1. トップページ
  2. 刻の玉手箱

溶石こゆきさん

空想の世界を旅するのが大好きです。

性別 男性
将来の夢
座右の銘 全てを糧に

投稿済みの作品

1

刻の玉手箱

17/04/09 コンテスト(テーマ):第132回 時空モノガタリ文学賞 【 浦島太郎 】 コメント:0件 溶石こゆき 閲覧数:905

この作品を評価する

 うだるような暑さの続く夏の日、僕はこの町に戻ってきた。毎年恒例の同窓会。いちいち戻ってくるのは大変だから、いっそこの町で仕事をしようかとも思ったが、都会慣れした身体がそれを拒んだからやめた。
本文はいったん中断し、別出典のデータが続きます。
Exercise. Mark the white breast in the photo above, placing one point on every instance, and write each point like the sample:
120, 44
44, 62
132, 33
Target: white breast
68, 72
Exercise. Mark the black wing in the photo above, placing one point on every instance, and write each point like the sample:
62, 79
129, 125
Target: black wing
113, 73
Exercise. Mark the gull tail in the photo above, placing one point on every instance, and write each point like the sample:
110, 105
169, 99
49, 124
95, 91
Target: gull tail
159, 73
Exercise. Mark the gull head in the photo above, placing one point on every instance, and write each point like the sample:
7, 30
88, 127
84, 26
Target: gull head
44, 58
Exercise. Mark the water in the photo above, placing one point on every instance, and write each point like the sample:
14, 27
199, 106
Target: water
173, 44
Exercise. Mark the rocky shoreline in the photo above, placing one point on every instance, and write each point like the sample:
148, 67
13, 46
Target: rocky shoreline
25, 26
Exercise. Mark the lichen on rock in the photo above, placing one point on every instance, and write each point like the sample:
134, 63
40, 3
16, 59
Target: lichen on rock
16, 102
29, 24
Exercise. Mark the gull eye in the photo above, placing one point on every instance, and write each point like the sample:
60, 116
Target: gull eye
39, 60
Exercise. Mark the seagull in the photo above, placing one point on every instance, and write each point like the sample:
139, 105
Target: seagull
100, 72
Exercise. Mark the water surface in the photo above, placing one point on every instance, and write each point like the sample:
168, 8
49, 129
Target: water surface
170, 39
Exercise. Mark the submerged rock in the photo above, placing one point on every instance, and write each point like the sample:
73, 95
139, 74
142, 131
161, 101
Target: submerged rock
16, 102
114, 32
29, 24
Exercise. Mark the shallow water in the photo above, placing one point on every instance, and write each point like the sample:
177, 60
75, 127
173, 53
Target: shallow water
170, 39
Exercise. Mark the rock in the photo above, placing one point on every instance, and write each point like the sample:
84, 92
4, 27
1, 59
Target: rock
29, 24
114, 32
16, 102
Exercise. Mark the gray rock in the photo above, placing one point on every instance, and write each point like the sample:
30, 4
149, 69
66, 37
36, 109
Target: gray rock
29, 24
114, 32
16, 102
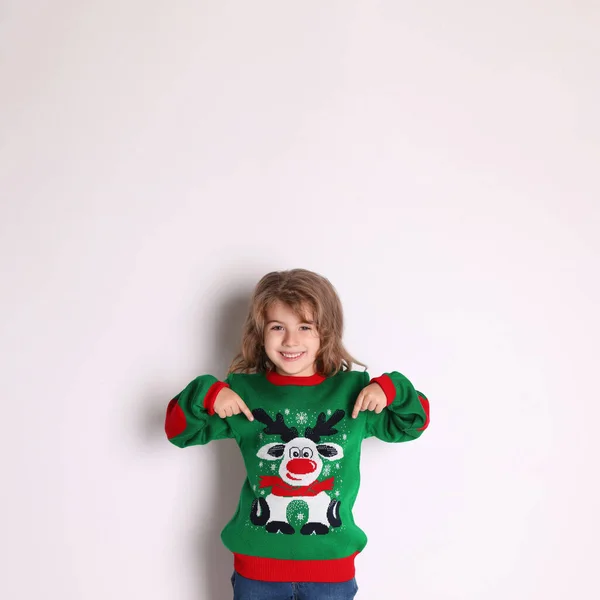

年に一度、それくらいがちょうどいいのだ。
同窓会の開始まで僕は辺りを散歩することにした。夕方の六時。部活の終了を知らせる放送が中学校から聞こえてくる。
 この町はずっと変わらない。近所のたばこ屋も、道路脇の雑木林も、体操服のまま走って帰る中学生の姿も、記憶の中の景色と同じだ。中学を卒業したのがつい昨日のことのように思えてくる。
「お、ター坊じゃん。」
 夕日のせいで姿は見えないが、声から察するにケンちゃんだろう。高校を卒業して僕が上京してから頻繁に遊びに来るから、間違えるわけがない。
「久しぶりだね、ケンちゃん。えっと…3年ぶりだっけ?」
「懐かしいなター坊。最後に会ったのは3日前だ」
 傍から見ればくだらないやり取りだが、これが僕らのあいさつだ。これをしないとどうもしっくりこない。
「何してたの?」
「時間があったから散歩してたんだよ」
「そっか。じゃあ一緒に行こうぜ」
 ケンちゃんと話しながら学校前を通ると学校帰りを思い出す。この感じだ。僕はこの感じがたまらなく好きだった。卒業したのがつい昨日のことのようだ。最近話題のゲームの話や好きな芸能人の話、クラスメイトの噂話などをしていると、同窓会会場に着いた。会場は駅前の居酒屋。入るとすでに皆揃っていた。
「それでは、全員揃ったところで、乾杯!」
 委員長の掛け声とともに同窓会が始まった。
 席を移動しながら、友人たちと会話を繰り広げていく。看護師や消防士、OLやサラリーマン。皆それぞれ立場は変わったが、昔と少しも変わっていなかった。男子は相変わらずバカばかりだし、女子はそれを見て呆れた顔をしつつもどこかでそれを楽しんでいた。
 給食のとき誰かが牛乳を吹き出して大惨事になったことや、音楽室の肖像画に画鋲で悪戯をして怒られたこと、部活の練習に夢中だったこと…。思い出話が尽きることは無く、あっという間に同窓会は終わってしまった。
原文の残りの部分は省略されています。